Distantly he felt his body seizing, hands holding him down, but in the next breath all awareness of his physical body faded as a wave of something foreign swept over him. It was strength rooted in pure rage; he was Erik facing down Shaw, lifting the coin, the moment before the helmet cut him off; he was Shaw thrashing against telepathic restraints as he died; he was this pathetic creature with delusions of grandeur whose anger was really just petty jealousy—
He was.
And canaries were expendable, after all.
And it was so easy to drop his shields and let his telepathy, aching from disuse, sink its hooks into the man’s brain. Wild and joyous, it curled around his cerebellum, took control of his limbs—ah, that was what it felt like, having legs—and moved them. Difficult at first, since it took a moment to register that the other man was restrained too, but then it was only the work of a few vicious yanks to free his wrists, to throw up a casual barrier against the pain as the bones snapped and the newly-flexible hands slid free. The screams distracted him so he silenced the vocal chords with a thought, then commanded the man to free his legs and stand. Time was short and there was a tremulous edge to this surge of strength already that Charles didn’t like. He kept the commands brief, sharp: Take the scalpel on the nearby tray. Defend against first two technicians with stabs to the neck. One hard twist of the head to take down the next. Undo Charles’s own restraints, ignore blows from behind, lift Charles’s limp body. Distribute weight on forearms, as hands now mostly useless.
Run.
They made it halfway to the door before the gunshots rang out. The man dropped him immediately and Charles hit the floor head-first with a sick, wet thunk that sounded more painful than it felt, mostly because he didn’t feel much of anything from his body at all. No physical stimuli but a vague sense of cold where his cheek was pressed against the floor. Stunned, he lay still, the strands of his telepathy snapped back into his own head like a thousand rubber bands stinging his already bruised mind.
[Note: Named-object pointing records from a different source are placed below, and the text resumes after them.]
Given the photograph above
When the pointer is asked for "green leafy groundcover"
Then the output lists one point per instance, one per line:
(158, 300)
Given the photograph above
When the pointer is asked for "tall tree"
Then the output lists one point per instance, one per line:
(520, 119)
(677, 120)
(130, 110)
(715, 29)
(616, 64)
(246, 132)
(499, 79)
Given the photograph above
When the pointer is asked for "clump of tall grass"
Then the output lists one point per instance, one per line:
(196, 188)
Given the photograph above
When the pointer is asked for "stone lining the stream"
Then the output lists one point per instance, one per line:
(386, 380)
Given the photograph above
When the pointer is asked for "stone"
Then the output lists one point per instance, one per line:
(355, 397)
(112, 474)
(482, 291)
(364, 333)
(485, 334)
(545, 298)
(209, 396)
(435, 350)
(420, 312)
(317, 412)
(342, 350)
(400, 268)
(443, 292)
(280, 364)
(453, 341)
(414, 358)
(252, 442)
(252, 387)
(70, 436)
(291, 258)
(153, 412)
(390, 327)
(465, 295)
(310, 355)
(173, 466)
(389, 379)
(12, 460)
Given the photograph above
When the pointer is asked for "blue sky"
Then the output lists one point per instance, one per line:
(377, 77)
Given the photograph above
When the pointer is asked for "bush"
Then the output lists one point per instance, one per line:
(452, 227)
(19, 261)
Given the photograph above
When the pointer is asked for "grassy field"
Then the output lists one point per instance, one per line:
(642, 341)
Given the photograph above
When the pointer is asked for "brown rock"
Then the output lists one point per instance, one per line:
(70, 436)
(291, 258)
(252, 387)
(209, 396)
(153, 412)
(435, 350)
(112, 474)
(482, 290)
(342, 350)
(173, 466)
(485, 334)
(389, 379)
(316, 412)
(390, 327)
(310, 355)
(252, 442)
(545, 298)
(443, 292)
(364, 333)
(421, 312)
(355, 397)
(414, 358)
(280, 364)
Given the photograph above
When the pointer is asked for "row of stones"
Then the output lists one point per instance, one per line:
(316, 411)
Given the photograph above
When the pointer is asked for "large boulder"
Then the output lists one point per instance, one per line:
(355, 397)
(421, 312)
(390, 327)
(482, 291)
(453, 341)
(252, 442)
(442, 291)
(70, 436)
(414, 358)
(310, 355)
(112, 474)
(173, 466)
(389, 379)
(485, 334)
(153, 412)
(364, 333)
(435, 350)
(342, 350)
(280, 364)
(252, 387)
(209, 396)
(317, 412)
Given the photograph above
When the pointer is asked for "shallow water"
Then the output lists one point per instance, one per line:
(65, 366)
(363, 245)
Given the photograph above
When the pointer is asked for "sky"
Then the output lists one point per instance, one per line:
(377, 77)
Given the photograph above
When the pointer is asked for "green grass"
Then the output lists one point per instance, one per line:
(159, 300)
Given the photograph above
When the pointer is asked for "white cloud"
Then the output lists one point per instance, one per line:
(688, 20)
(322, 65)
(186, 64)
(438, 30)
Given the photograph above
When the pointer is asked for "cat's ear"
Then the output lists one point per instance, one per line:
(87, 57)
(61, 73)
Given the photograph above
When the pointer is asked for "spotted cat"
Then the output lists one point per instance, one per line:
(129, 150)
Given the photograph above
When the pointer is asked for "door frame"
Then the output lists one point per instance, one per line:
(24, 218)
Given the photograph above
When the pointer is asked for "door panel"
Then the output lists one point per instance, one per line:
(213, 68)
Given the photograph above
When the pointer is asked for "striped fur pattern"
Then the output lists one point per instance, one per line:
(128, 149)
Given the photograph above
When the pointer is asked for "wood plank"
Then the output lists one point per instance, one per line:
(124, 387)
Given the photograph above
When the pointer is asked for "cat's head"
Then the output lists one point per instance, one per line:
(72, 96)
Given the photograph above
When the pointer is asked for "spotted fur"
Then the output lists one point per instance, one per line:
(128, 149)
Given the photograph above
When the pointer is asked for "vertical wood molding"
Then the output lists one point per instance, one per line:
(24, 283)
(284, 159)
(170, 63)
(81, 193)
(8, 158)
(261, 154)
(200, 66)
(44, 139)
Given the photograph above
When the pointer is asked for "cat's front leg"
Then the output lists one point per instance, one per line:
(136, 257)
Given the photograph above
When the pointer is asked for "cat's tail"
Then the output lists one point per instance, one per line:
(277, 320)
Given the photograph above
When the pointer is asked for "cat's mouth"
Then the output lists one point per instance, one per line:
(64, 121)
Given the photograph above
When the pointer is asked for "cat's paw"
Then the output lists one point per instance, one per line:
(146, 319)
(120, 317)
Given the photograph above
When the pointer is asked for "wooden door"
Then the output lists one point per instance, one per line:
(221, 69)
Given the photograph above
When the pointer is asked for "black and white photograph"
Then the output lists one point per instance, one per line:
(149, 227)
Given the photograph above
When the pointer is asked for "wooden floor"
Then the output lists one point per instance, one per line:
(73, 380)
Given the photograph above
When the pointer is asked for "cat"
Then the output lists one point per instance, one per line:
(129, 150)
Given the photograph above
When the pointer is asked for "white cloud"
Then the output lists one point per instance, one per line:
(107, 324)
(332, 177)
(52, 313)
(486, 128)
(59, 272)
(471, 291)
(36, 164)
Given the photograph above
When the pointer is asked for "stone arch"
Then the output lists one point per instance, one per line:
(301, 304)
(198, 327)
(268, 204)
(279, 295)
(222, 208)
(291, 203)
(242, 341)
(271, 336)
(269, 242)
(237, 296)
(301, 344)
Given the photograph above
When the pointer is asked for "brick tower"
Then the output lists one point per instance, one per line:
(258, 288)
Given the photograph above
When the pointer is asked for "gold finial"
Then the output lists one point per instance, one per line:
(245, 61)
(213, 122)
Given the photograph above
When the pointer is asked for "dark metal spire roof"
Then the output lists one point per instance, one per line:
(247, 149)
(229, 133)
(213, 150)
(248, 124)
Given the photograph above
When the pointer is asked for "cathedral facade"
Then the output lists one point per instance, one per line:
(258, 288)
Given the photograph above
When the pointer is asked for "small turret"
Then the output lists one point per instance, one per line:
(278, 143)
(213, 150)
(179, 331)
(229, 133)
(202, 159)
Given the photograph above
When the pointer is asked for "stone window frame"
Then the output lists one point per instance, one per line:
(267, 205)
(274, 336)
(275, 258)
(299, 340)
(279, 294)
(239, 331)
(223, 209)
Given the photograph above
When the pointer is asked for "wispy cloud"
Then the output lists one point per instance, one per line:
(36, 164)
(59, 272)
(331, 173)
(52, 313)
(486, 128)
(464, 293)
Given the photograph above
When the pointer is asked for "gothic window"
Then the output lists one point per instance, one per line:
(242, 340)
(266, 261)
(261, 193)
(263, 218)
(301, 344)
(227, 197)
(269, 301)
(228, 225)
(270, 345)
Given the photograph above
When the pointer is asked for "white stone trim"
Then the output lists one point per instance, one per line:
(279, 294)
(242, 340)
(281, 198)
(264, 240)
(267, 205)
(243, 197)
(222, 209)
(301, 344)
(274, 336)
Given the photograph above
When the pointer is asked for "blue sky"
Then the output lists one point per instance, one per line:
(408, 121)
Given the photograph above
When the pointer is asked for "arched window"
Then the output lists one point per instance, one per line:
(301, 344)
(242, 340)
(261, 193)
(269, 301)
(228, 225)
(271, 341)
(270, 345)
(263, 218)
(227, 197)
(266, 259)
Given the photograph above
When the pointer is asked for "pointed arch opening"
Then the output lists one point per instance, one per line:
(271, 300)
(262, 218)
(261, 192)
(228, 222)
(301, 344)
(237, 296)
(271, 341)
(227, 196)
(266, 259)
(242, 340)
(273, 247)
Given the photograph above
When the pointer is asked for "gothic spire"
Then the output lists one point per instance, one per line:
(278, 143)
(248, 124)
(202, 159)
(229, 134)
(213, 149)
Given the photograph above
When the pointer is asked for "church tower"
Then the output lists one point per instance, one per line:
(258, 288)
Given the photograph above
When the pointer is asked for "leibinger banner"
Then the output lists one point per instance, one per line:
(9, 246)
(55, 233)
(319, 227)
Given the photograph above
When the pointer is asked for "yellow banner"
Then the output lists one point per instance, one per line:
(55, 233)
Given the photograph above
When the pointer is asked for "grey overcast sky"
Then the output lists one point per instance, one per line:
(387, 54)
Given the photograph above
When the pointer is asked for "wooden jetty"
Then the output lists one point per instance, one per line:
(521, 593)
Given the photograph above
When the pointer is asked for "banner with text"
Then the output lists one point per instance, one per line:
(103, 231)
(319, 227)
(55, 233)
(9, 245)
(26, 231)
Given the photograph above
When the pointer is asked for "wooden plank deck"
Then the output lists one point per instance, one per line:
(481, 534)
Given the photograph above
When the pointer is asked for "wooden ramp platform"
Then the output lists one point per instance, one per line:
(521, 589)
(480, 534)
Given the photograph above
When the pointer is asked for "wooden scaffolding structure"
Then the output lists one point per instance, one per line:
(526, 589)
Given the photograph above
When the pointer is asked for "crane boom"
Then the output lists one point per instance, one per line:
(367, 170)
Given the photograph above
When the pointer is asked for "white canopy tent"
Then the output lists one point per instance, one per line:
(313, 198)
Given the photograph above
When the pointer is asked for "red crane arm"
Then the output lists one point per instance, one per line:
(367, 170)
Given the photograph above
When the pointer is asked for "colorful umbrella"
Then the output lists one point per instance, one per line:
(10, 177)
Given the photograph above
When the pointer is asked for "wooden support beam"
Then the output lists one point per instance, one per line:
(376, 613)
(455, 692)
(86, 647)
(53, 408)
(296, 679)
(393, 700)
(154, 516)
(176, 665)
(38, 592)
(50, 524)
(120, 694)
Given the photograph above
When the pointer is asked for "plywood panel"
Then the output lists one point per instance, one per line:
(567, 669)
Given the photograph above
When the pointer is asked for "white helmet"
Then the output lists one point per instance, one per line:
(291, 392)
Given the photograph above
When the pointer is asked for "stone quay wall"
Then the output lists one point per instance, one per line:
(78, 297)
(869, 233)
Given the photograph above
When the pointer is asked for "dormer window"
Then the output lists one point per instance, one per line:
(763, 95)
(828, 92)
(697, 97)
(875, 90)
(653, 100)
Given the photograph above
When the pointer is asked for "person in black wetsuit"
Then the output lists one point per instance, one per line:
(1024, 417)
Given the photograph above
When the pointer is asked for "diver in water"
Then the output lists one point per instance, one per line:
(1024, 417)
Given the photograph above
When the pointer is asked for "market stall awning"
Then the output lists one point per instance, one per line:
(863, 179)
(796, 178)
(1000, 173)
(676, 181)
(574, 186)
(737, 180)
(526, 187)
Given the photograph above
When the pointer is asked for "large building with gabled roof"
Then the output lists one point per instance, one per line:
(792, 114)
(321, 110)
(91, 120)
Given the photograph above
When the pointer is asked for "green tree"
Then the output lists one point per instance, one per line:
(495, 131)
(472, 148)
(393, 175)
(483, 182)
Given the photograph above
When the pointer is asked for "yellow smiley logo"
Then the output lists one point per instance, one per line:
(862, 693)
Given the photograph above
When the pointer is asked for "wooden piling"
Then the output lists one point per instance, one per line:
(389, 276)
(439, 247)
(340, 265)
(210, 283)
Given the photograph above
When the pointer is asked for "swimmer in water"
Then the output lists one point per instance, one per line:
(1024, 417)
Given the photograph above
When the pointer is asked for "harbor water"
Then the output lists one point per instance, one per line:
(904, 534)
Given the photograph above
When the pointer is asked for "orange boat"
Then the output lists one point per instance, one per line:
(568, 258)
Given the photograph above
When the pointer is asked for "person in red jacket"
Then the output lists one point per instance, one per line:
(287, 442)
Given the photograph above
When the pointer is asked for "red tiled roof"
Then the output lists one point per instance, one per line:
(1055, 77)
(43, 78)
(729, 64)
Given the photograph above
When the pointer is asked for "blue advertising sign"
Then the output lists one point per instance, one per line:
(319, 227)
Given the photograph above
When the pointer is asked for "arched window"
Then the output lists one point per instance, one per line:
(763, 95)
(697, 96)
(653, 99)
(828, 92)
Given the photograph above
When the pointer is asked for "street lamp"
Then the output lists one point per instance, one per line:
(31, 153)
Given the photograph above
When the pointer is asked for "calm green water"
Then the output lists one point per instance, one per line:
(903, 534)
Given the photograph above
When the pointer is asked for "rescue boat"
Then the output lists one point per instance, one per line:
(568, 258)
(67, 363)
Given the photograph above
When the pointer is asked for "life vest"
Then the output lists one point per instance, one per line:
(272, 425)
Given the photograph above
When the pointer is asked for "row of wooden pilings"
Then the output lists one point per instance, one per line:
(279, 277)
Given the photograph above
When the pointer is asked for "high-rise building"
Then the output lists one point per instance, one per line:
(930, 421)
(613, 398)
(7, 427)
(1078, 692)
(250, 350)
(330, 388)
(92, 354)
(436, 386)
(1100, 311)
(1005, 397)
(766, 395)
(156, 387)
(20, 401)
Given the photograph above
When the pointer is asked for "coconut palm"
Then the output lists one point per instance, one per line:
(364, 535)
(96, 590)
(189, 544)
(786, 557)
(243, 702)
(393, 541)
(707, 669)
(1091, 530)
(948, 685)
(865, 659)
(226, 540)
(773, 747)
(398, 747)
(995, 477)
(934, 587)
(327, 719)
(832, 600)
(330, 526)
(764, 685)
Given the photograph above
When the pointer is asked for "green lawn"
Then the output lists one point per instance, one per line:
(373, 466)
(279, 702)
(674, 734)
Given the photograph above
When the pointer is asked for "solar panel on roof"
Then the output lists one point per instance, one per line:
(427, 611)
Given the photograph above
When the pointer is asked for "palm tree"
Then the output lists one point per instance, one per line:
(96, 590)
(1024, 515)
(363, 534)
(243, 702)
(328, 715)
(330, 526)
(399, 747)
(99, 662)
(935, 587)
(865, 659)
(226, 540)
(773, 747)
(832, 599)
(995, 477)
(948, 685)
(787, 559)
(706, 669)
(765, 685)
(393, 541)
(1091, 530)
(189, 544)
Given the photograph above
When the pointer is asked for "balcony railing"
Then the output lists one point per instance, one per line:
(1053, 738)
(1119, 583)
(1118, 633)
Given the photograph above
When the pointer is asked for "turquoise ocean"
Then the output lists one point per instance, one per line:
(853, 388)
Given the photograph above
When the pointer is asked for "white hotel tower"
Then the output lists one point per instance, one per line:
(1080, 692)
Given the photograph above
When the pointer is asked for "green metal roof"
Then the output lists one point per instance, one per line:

And just in time: he felt the other’s cardiac arrest and death like the searing heat at the edge of an explosion, a shadow of the true violence and an awareness of narrow escape. Then he was gone, and Charles was alone in his head, the past few minutes a crimson-tinted blur and a horror that he didn’t quite understand chilling his blood.
A shadow fell over him and the warm barrel of a recently-fired pistol traced the line of his jaw.
“I knew you could do it,” the General said. “Well done, Dr. Xavier. I’m so proud.”